Rewatching "Daria" episodes now, I'm struck by how much of the satire still rings true. Sandy, Fashion Club overlord and the quintessential mean girl, creates a more stringent admissions test to the club, rolling back the maximum allowable weight by 3 pounds, saying she was alone in taking a stand against "the burgeoning obesity problem tearing apart the very fabric of our land." (Did Sandy provide the template for MeMe Roth?) Later in the episode, Daria and Jane are watching "Sick Sad World" when they announce Hitler's been reincarnated by "a madcap leggy blond." If she exists today, I'm sure that serial cheater and white supremacist-tolerant Jesse James has slept with her. And Quinn's farewell address to the Fashion Club, admonishing the remaining members to let no chartreuse be "too chartreusy," is so full of cutesy made-up words it could have been written by a Lucky staffer. The issues Daria raised were not exactly new; after all, weight drama, racism and ridiculousness in the name of fashion are all American institutions. However, in the '90s, we never thought such empty spectacle would become the norm. 

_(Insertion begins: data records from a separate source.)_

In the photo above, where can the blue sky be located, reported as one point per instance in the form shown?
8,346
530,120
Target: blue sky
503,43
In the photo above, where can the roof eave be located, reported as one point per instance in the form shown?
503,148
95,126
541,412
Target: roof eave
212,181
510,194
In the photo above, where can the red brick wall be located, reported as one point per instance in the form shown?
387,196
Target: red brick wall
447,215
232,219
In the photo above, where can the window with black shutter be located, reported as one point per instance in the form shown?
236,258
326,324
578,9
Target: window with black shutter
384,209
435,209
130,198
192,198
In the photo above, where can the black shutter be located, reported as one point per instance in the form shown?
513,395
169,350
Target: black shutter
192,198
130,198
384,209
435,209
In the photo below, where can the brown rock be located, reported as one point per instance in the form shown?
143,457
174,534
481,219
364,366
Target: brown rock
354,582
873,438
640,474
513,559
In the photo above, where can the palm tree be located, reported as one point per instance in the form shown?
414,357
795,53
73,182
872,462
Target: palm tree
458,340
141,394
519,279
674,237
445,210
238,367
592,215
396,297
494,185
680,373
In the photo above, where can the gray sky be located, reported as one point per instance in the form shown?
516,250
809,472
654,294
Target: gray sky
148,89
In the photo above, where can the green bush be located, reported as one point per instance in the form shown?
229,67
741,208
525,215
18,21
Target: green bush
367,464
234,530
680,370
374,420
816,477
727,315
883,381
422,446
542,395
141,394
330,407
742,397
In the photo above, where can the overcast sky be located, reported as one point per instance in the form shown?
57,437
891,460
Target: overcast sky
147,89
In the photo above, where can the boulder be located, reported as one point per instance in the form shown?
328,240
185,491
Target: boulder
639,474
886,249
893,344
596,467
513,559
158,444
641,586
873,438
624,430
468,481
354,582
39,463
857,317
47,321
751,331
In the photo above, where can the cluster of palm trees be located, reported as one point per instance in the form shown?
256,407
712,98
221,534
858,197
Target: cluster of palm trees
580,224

It wasn't just the humor of "Daria" that has held our imaginations for well over a decade, it's also the simple humanity in the stories told. Even during the golden years of Janeane Garofalo, Daria was still a strange and quirky heroine: the designated smart foil to Mike Judge’s cartoon forerunners Beavis and Butt-head. (The show was a spinoff.) Series creator Glenn Eichler (who now writes for "The Colbert Report") and lead writer Anne D. Bernstein (who moved on to other MTV projects and "The Backyardigans") created a world completely separate and populated it with interesting and dynamic teen characters who did not base their lives around dating. This idea should not be novel, but in a media landscape that sees most female characters as sidekicks to more interesting and motivated male characters, an unfriendly intellectual powerhouse like Daria was like a balm for the soul.

As "Daria" began its final season, the writers became even more reflective, looking for ways to probe teenage experience without falling prey to clichés. The penultimate episode, "Boxing Daria," dives into Daria's own insecurities and partially explains how she built her personality fortress in the first place. When the memory arises of a fight between her parents -- caused by Daria's lack of playground social skills -- she lashes out at family and friends for the whole episode before realizing she is most enraged at her self. True to form, the writers of Daria treat these scenes with depth and complexity, having space-cadet-dad Jake chime in to acknowledge that Daria’s maladjustment "was part of the deal. It was the other side to you being so smart and perceptive." It was a poignant moment: Daria's realization that her parents loved her, even if she wasn't always easy to deal with. For some of us viewers -- awkward, intelligent, insecure and, yes, slightly maladjusted -- it was a kind of epiphany. To hear that our quirks weren't just character defects but signs of intelligence was nothing less than monumental.